The following year, Hentoff joined the Village Voice, where he served as columnist for the next 50 years, writing about a myriad of subjects involving politics, education, religion and, most importantly to him, freedom of speech and First Amendment issues.
In addition to his syndicated column, Hentoff continued to write about jazz, co-founding the Jazz Review and authoring over a handful of books on the genre, including The Jazz Makers (with Nat Shapiro), The Jazz Life and Jazz Is.
Hentoff wrote over 30 books over his career, including novels, memoirs, young adult books and non-fiction works.
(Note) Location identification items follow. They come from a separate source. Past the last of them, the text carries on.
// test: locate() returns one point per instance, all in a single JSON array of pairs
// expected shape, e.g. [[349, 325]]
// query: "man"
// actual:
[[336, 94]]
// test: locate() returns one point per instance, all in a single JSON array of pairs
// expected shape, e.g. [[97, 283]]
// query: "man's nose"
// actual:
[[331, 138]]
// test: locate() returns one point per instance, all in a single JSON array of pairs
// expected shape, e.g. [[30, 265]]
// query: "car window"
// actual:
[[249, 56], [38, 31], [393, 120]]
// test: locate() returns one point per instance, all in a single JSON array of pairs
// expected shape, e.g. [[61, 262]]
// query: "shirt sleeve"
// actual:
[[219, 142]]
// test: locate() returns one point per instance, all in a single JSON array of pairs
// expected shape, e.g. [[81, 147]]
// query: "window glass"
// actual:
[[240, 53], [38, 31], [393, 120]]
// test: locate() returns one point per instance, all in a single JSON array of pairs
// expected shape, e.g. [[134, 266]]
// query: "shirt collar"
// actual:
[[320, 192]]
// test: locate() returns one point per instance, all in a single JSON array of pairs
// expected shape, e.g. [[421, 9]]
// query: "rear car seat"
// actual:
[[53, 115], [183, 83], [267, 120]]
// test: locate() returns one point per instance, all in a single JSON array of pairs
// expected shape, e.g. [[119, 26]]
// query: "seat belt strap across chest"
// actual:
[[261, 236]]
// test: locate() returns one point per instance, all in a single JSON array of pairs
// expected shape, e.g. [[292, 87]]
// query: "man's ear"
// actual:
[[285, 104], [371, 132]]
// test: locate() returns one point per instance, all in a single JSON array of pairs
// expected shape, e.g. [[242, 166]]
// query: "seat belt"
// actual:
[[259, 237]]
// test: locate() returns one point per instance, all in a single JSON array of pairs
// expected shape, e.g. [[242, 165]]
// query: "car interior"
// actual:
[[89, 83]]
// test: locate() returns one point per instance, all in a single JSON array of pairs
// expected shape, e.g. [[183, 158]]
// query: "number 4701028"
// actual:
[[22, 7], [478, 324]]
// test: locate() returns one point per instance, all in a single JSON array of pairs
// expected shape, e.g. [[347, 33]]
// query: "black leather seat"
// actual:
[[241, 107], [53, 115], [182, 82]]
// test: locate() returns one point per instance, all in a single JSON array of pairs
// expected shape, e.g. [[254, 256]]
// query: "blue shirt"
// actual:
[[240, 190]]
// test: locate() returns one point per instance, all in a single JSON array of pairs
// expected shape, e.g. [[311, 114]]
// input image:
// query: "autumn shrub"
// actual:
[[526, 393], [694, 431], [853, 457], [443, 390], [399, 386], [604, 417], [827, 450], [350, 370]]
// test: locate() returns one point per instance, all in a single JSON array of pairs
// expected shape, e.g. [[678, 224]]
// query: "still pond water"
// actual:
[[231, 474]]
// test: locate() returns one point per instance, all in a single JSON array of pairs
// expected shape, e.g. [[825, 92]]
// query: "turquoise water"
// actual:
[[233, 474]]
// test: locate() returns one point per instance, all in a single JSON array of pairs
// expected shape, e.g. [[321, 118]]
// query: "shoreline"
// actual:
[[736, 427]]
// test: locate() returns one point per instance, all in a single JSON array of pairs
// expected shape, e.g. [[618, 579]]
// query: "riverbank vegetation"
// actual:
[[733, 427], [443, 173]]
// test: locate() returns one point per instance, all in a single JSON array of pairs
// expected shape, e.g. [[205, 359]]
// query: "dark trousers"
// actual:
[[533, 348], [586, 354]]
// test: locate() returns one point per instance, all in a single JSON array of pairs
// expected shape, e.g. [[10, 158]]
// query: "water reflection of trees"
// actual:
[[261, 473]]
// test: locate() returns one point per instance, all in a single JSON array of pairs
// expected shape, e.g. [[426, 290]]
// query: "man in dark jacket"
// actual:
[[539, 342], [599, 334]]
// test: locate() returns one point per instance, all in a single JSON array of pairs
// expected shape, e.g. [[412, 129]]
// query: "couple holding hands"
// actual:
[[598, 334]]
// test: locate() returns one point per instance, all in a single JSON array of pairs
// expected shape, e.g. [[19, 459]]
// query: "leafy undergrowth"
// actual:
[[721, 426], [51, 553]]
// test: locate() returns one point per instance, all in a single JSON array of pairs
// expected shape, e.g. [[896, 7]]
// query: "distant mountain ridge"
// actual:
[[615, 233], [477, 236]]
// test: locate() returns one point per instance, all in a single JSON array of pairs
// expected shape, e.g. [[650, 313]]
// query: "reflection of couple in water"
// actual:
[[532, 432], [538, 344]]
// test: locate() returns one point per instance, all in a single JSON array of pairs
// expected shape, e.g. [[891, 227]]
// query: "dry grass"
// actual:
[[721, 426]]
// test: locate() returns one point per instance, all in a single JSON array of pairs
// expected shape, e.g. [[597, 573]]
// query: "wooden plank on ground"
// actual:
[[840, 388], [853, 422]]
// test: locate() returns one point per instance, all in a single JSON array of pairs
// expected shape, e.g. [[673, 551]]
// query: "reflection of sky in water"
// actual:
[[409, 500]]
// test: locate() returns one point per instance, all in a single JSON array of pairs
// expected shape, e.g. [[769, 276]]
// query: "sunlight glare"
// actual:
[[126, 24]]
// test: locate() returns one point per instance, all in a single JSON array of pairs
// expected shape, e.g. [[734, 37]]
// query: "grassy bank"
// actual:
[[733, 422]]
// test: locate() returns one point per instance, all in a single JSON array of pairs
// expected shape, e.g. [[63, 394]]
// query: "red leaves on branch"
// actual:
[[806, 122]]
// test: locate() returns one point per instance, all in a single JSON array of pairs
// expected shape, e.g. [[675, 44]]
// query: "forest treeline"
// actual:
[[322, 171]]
His columns appeared in magazines ranging from Playboy (for whom he interviewed Bob Dylan) and The New Yorker to the Washington Post and New York Times.
Hentoff, an early admirer of Bob Dylan’s, also penned the long sleeve notes found on the back cover of the singer’s 1963 LP The Freewheelin’ Bob Dylan.
“Throughout everything he writes and sings, there is the surge of a young man, looking into as many diverse scenes and people as he can find… and of a man looking for himself,” Hentoff wrote of Dylan.
“It is this continuing explosion of a total individual, a young man growing free rather than absurd, that makes Bob Dylan so powerful and so personal and so important a singer. And you can hear it in these performances.”
In 1976, Hentoff documented his experience witnessing Dylan’s Rolling Thunder Revue tour in the Rolling Stone article, “On the Road With Bob Dylan, Joan Baez and the Rolling Thunder Revue.”
Hentoff also wrote the liner notes for artists like Charles Mingus, Aretha Frankin, Ray Charles and Max Roach; on the latter’s We Insist!, Hentoff is also credited as producer.
In 2004, Hentoff was the first non-musician to be named a Jazz Master by the National Endowment of the Arts. A documentary about Hentoff’s life, The Pleasures of Being Out of Step: Notes on the Life of Nat Hentoff, was released in 2014.